Deciding on a Disability Representative

Once you have the names of some lawyers or advocates who you might ask to represent you in your disability claim, you should set up appointments to meet with them. Generally, representatives will meet with you for free to talk to you about your claim and to decide if they're able to take your case. It's a good idea at these meetings to ask about their experience with Social Security disability cases and with cases like yours.

Below are some things you should look for when hiring a disability lawyer or advocate.

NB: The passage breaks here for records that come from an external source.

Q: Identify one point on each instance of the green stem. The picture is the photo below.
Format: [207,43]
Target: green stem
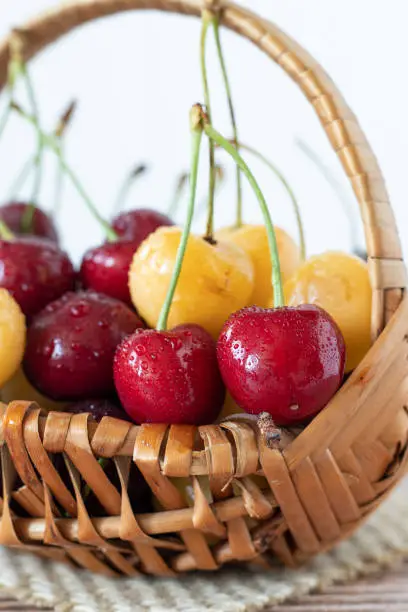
[59,184]
[5,117]
[28,216]
[126,185]
[175,202]
[336,186]
[60,131]
[51,142]
[215,23]
[21,178]
[206,20]
[285,183]
[196,131]
[273,246]
[5,232]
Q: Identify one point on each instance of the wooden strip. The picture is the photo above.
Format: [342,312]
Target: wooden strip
[337,490]
[314,500]
[277,474]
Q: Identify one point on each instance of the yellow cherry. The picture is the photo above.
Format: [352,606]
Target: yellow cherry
[339,283]
[12,336]
[18,388]
[215,280]
[254,241]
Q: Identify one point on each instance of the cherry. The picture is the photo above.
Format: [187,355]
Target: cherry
[71,345]
[285,361]
[42,225]
[106,269]
[98,408]
[136,225]
[169,376]
[35,272]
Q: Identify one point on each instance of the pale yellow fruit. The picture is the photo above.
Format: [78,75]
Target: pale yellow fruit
[215,280]
[339,283]
[12,336]
[254,241]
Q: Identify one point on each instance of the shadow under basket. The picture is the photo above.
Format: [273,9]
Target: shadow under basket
[251,503]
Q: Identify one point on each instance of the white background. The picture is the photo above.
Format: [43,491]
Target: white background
[136,75]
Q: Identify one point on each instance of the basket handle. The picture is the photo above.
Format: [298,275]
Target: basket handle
[387,270]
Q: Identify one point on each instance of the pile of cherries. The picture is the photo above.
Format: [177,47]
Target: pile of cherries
[160,325]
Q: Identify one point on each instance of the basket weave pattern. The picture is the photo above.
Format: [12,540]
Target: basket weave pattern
[321,485]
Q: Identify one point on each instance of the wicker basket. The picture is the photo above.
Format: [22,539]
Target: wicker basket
[321,486]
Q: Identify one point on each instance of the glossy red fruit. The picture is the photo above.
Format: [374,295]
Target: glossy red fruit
[136,225]
[285,361]
[98,408]
[35,272]
[72,342]
[106,269]
[12,214]
[169,376]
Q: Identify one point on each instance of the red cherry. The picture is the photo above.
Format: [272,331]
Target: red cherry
[169,376]
[98,408]
[285,361]
[35,272]
[136,225]
[42,225]
[71,344]
[106,268]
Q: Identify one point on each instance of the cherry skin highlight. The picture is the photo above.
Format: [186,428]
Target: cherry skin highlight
[106,269]
[35,272]
[43,226]
[169,376]
[285,361]
[136,225]
[72,342]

  • You should feel comfortable speaking with them. You should be able to tell the lawyer or advocate information about yourself openly and honestly. You should review your medical history and physical or mental problems, since the disability may be hard to talk about, but it is important that the representative has all of that information.
  • You should not feel like you're being judged for things you have or have not done. If you feel like you are being judged, you might unintentionally withhold information. And if a representative doesn't know all of your information, they can't properly prepare your case to give you the best chance at receiving benefits.
  • You should feel like you're being heard and understood by the representative. You shouldn't feel rushed or like your case is not a priority for the representative.
  • You should feel you trust the representative that you choose. The representative will play a very essential part in your Social Security disability process, and you need to be able to work together well.

As you go through the process of finding a disability representative, it's important to remember what roles disability lawyers play. It isn't their job to tell you what you want to hear. Rather, they are there to provide you with a realistic view of the pros and cons of your claim and to use their knowledge and skill set to help you to get Social Security disability benefits if possible.